Słowa Cassie przeraziły Linette, mimo że na jej twarzy nie pojawiła się najmniejsza zmiana, zdradzająca obawy, które zrodziły się w jej głowie.

– Wywoływanie duchów znanych Nam osób nie jest najlepszym pomysłem. Może dojść do sytuacji, że zechcą do Nas wrócić i nie będziemy mogli ich odpędzić. – Kłamała. Nie miała pojęcia, czy może się tak zadziać, nie znała się na duchach, to była działka jej siostry. Ale nie mogła pozwolić, aby Cassie skontaktowała się z jej ofiarą.

Dziewczynka jednak wzruszyła tylko ramionami – opowieści siostry najwyraźniej uznała za bezsensowne i przelotnie spojrzała na swojego brata.

– Christian się chyba zakochał. – Zmieniła kompletnie temat.

– Skąd to wiesz? – Linette zmierzyła dziecko podejrzliwym spojrzeniem. To prawda, że Cassie była nietypową dziewczynką, ale jej inteligencja momentami była przerażająca.

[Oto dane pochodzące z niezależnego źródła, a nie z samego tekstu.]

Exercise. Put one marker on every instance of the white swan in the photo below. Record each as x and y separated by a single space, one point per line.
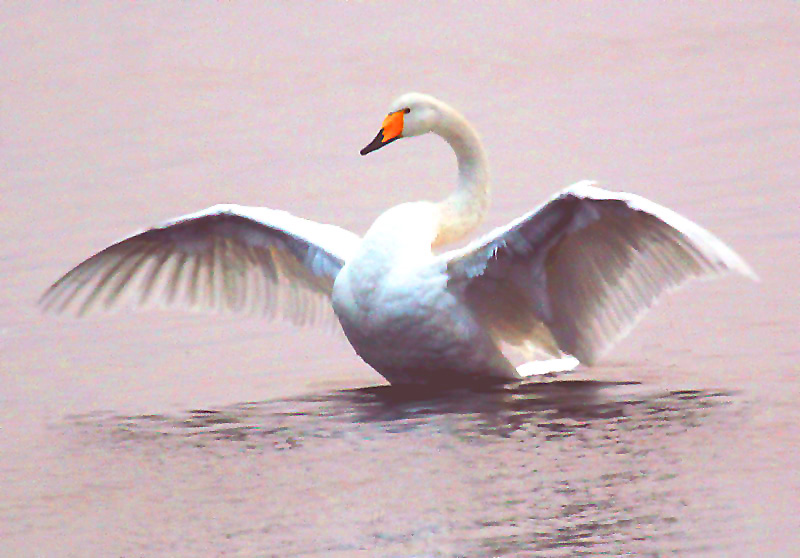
562 283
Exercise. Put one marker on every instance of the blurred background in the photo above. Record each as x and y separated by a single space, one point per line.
115 116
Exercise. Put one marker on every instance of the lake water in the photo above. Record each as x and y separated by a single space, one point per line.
171 434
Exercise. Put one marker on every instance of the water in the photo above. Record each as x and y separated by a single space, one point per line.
166 434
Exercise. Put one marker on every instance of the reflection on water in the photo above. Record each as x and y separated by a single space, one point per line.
551 410
562 468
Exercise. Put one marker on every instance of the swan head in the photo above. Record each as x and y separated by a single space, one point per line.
412 114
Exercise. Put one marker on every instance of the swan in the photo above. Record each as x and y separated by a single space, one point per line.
562 283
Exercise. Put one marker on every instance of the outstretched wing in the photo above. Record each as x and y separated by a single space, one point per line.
226 257
575 274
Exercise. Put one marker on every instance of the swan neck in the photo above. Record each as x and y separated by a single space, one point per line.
466 206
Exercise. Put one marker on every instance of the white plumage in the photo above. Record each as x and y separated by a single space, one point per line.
562 283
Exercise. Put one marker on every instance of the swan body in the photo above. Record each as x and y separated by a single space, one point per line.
561 284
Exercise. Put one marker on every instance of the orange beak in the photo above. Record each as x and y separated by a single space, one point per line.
391 129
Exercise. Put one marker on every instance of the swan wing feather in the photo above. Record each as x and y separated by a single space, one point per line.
227 257
575 274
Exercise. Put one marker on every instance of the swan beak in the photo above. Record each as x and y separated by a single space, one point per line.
391 129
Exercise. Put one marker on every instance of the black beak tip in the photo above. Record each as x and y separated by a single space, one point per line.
375 144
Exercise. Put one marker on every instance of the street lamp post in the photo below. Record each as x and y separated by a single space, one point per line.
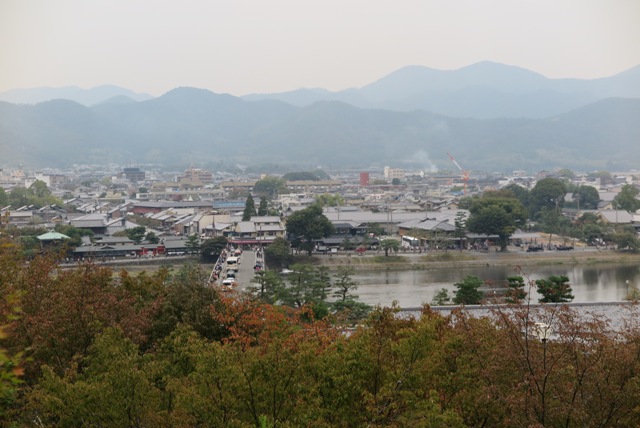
543 332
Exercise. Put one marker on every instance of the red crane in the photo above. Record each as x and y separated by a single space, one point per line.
465 174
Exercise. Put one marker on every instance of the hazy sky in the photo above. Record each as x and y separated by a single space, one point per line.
247 46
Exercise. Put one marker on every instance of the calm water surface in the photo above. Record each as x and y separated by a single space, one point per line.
606 283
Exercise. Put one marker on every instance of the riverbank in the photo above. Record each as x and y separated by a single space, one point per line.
452 259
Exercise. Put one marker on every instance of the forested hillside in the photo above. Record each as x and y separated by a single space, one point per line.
90 347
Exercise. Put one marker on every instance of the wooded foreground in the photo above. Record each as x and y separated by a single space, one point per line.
84 347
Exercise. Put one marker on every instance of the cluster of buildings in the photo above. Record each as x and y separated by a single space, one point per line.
110 199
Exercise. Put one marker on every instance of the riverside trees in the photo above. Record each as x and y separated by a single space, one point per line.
165 349
308 224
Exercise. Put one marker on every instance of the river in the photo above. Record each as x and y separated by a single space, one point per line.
413 288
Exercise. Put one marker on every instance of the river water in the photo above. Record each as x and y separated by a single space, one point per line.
413 288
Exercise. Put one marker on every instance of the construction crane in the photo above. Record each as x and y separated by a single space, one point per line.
465 174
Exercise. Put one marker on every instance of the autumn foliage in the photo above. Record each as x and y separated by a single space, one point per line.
102 348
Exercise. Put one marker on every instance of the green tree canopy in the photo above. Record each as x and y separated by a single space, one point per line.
555 289
627 199
249 209
270 187
547 193
496 216
309 224
278 253
136 234
210 249
586 197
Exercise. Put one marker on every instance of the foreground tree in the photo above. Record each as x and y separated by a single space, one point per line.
307 225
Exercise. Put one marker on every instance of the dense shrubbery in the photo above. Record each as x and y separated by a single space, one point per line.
166 349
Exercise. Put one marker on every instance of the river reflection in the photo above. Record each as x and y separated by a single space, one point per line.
411 288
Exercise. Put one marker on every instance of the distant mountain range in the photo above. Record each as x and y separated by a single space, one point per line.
485 90
87 97
195 126
596 126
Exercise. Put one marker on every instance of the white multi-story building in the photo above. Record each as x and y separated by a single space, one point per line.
391 173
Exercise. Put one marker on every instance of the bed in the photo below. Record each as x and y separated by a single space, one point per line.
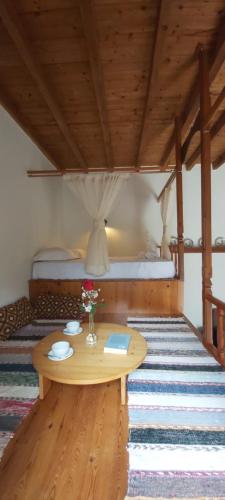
132 286
120 268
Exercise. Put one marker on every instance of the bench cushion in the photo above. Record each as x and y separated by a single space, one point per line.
48 306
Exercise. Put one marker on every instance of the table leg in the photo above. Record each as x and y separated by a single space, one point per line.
123 390
44 386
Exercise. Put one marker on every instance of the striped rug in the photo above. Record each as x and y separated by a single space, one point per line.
176 404
18 379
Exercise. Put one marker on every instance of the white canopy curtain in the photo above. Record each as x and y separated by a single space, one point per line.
97 193
166 213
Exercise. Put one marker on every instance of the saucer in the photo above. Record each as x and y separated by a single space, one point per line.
70 332
56 358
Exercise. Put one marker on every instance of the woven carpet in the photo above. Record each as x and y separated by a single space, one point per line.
18 379
176 404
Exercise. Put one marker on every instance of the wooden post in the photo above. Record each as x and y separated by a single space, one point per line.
179 190
220 333
205 195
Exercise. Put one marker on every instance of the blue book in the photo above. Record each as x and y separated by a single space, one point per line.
117 343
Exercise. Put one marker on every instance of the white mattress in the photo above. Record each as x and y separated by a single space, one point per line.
119 269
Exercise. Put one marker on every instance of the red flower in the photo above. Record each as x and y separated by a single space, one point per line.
88 285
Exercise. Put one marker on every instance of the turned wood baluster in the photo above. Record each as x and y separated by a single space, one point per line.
220 333
205 195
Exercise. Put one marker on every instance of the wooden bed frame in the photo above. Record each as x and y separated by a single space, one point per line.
159 297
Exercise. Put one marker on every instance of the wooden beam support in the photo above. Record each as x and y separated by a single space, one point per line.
170 180
206 196
12 23
192 105
159 41
195 129
220 160
90 30
11 108
179 192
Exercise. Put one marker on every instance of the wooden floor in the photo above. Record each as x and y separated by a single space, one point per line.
73 447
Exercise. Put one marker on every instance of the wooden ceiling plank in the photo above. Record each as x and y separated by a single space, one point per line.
218 125
15 30
196 127
159 41
192 105
90 30
170 180
13 111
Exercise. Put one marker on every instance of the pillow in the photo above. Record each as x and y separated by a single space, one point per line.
55 254
48 306
79 253
15 316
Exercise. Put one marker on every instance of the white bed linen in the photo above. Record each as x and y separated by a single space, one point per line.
129 268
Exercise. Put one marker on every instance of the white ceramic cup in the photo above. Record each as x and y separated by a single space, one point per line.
73 326
60 349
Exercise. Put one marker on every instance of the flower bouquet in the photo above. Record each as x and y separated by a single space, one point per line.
90 302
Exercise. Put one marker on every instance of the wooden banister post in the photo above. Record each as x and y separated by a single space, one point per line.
179 191
205 195
220 333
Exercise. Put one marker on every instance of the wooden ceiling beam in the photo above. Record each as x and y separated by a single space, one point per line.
218 101
12 23
220 123
192 105
153 78
89 22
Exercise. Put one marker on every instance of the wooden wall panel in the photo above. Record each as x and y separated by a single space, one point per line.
137 296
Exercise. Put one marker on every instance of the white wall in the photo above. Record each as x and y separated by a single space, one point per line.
135 221
29 209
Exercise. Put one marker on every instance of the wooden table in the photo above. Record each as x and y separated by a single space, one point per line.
89 364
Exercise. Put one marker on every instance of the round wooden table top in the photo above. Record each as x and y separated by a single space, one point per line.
89 364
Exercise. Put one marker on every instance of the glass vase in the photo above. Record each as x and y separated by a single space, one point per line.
91 338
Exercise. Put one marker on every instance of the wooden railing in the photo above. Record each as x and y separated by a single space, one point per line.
220 313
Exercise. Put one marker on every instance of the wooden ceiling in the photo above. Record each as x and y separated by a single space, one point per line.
97 84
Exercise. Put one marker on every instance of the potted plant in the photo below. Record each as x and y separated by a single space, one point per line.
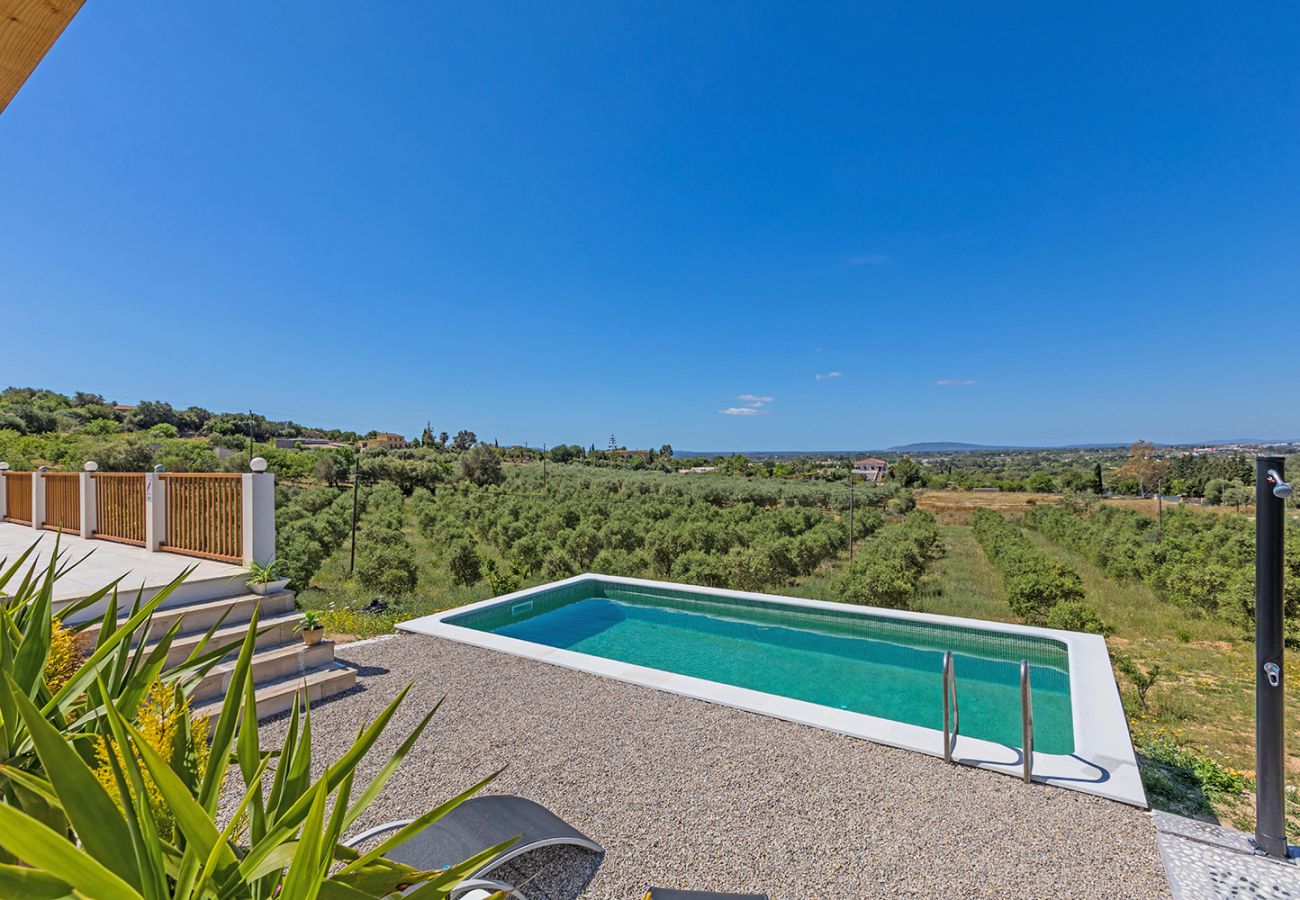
265 579
312 627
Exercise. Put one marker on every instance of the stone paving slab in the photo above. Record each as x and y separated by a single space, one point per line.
107 561
1207 861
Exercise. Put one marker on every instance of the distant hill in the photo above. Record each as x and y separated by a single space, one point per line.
943 446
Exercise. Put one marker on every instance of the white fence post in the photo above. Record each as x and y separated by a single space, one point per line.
38 498
258 494
155 510
87 498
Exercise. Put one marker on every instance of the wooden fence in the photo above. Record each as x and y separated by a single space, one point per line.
63 501
204 515
17 497
120 507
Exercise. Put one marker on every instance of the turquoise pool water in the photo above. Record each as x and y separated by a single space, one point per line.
845 660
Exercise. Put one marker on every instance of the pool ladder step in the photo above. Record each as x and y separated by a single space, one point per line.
952 717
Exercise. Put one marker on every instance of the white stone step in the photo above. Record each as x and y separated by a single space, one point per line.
274 630
196 618
272 663
278 696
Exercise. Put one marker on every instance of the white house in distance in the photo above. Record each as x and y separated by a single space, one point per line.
871 468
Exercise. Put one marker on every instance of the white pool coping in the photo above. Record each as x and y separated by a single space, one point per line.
1103 762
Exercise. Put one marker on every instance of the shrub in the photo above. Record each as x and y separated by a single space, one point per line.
481 466
464 563
64 658
1034 582
168 727
1077 615
889 567
386 563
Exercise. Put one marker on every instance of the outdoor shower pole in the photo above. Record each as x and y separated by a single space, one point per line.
1270 492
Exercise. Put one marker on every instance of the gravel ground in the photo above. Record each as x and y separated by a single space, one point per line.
692 795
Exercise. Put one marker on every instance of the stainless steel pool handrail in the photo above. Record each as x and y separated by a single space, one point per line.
950 697
1026 721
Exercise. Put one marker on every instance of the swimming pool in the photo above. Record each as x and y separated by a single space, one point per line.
870 673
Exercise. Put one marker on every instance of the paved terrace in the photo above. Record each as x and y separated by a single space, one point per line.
694 795
105 562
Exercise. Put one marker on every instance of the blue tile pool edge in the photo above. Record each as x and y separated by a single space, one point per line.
1101 765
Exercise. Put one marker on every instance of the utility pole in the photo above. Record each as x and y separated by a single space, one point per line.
1160 513
356 483
850 516
1270 500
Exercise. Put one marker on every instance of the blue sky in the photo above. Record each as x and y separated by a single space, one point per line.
878 223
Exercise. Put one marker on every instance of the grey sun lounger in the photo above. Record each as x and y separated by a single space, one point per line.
476 825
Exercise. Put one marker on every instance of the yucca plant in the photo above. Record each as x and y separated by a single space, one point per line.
284 840
72 697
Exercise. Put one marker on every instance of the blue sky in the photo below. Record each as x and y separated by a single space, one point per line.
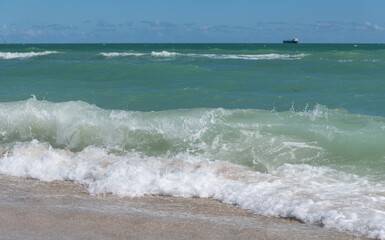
79 21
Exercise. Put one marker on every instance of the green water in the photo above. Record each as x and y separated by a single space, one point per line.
294 131
345 76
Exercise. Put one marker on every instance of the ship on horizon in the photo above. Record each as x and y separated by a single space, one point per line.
294 40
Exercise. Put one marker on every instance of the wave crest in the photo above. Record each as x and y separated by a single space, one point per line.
21 55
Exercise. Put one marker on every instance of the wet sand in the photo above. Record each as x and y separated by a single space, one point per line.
31 209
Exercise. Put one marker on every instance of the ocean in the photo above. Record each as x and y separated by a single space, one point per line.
286 130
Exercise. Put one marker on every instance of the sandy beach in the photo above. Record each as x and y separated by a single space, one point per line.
31 209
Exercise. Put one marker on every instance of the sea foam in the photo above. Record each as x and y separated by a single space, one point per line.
166 54
250 158
21 55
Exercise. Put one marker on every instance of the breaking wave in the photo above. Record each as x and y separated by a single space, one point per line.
165 54
298 165
21 55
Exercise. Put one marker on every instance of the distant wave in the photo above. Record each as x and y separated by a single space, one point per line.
271 56
116 54
13 55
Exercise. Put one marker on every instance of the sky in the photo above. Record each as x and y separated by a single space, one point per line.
179 21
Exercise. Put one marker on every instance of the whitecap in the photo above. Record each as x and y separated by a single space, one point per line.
21 55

– Wystarczy spojrzeć, jak na nią patrzy. Jak się przy niej zachowuje. Sądzisz, że dla kogokolwiek byłby tak litościwy, gdyby w grę nie wchodziły uczucia?

Linette zamilkła. Zawrzał w niej gniew, ale pilnowała się, aby nic nie dać po sobie poznać. Odeszła bez słowa kierując się do siebie. Minęła po drodze matkę Mortha odzianą w czerń – pogrążona była w głębokiej żałobie, która na kobiecie nie wywierała zbyt wielkich emocji. Niemniej jednak Linette zatrzymała się, gdy patrzyła, jak schodziła na dół. Emanowała od niej dziwna aura, nigdy w życiu domowniczka nie widziała jej w takim stanie. To była aura nienawiści – zdecydowanie.


SPIDER

czwartek, 18 czerwca 2015

Hipnotyzer - Rozdział 9 (zamknięcie bloga odwołane)

Krótka notka od autora

Ok... namówiliście mnie. :)

Sądziłam, że "Hipnotyzer" ucierpiał ostatnio trochę pod kątem technicznym i pod kątem fabuły, ale odkąd opublikowałam post o decyzji zamknięcia (która wtedy wydawała mi się pewna)
otrzymałam niezmiernie dużo sprzeciwów różną drogą (komentarze, maile, gg), więc
postanowiłam, że nie będę wredna i jednak doprowadzę historię do końca.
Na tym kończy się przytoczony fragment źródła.